Dan Abnett

Dan Abnett (1984, English) is a multiple New York Times bestselling author and an award-winning comic book writer.

He has written more than forty novels, including the acclaimed Gaunt’s Ghosts series, the Eisenhorn and Ravenor trilogies, volumes of the million-selling Horus Heresy series, The Silent Stars Go By (the 2011 Christmas Doctor Who novel), Triumff: Her Majesty’s Hero, and Embedded.

In comics, Dan is known for his work on The Legion of Super-Heroes, Resurrection Man, The New Mutants, Nova, the Guardians of the Galaxy and the Vertigo series The New Deadwardians. A regular contributor to 2000AD, he is the creator of series including Grey Area, Kingdom and the classic Sinister Dexter.

He also writes screenplays, and has written extensively for the games industry. He is published in well over a dozen languages and has sold millions of books worldwide.

Dan returned to the Hall (with fellow Hall Writers Stewart Lee, Tom Moyser and Jack Hackett) to give a talk in May 2013 entitled ”Ka-Boom! (And Other Made Up Words)” . Watch the video, to see Dan talking about how comics are constructed and the rules for storytelling.

“A notebook in your back pocket is essential.
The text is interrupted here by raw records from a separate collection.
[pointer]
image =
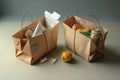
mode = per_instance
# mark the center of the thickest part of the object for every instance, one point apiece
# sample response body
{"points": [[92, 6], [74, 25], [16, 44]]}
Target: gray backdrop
{"points": [[105, 10]]}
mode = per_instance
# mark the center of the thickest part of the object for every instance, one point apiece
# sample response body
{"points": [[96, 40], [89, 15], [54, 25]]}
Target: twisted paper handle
{"points": [[99, 26], [24, 16]]}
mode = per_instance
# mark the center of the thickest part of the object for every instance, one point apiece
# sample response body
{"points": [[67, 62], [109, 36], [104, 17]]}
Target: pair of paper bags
{"points": [[35, 48]]}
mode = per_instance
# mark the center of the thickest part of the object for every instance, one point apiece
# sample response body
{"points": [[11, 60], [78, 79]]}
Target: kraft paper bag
{"points": [[82, 45], [32, 49]]}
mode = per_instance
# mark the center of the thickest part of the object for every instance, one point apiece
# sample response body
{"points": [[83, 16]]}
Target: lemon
{"points": [[66, 56]]}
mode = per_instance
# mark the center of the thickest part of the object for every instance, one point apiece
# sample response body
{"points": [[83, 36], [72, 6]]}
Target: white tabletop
{"points": [[106, 68]]}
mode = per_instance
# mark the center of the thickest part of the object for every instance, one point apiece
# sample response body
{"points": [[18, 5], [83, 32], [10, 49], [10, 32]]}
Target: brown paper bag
{"points": [[80, 44], [32, 49]]}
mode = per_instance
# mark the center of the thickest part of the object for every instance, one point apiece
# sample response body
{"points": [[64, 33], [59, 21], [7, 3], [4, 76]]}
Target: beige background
{"points": [[106, 68]]}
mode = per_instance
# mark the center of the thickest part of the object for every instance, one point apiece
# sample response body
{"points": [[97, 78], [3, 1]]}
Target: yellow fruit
{"points": [[79, 30], [66, 56]]}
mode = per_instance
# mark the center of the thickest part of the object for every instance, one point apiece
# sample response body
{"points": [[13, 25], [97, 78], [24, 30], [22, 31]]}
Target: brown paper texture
{"points": [[32, 49], [81, 44]]}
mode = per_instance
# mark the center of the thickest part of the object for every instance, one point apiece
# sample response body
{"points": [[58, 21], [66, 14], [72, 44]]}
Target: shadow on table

Just because you happen to sit down at your keyboard bursting with enthusiasm to write, it won’t automatically follow that you will have the ideas you’re going to need. What you actually require is the great notion that popped into your head at the bus stop three weeks earlier…..Writing is a lonely and unforgiving activity. Bluntly, you should only really do it if you feel that you absolutely have to. Having said that, I’ve spent twenty-five years writing all manner of lurid and fantastical pieces of escapism – a process that’s nothing like the fun and games it might appear to be from the outside – and no matter how hard a day at the desk is, I am still regularly grateful that I have the chance to do, for a living, something that I would otherwise be trying to fit into my life around some more respectable occupation…

…I clearly remember, in a tutorial, telling Lucy that I wanted to write because I wanted to be able to pick up a nice, chunky paperback, feel the heft of it in my hand, and know that I was responsible for it. On reflection, I don’t think that’s the best reason for becoming a writer. I have discovered many other, better reasons since. Although… I do still love to split open a box of comp copies and hold a new edition in my hand.”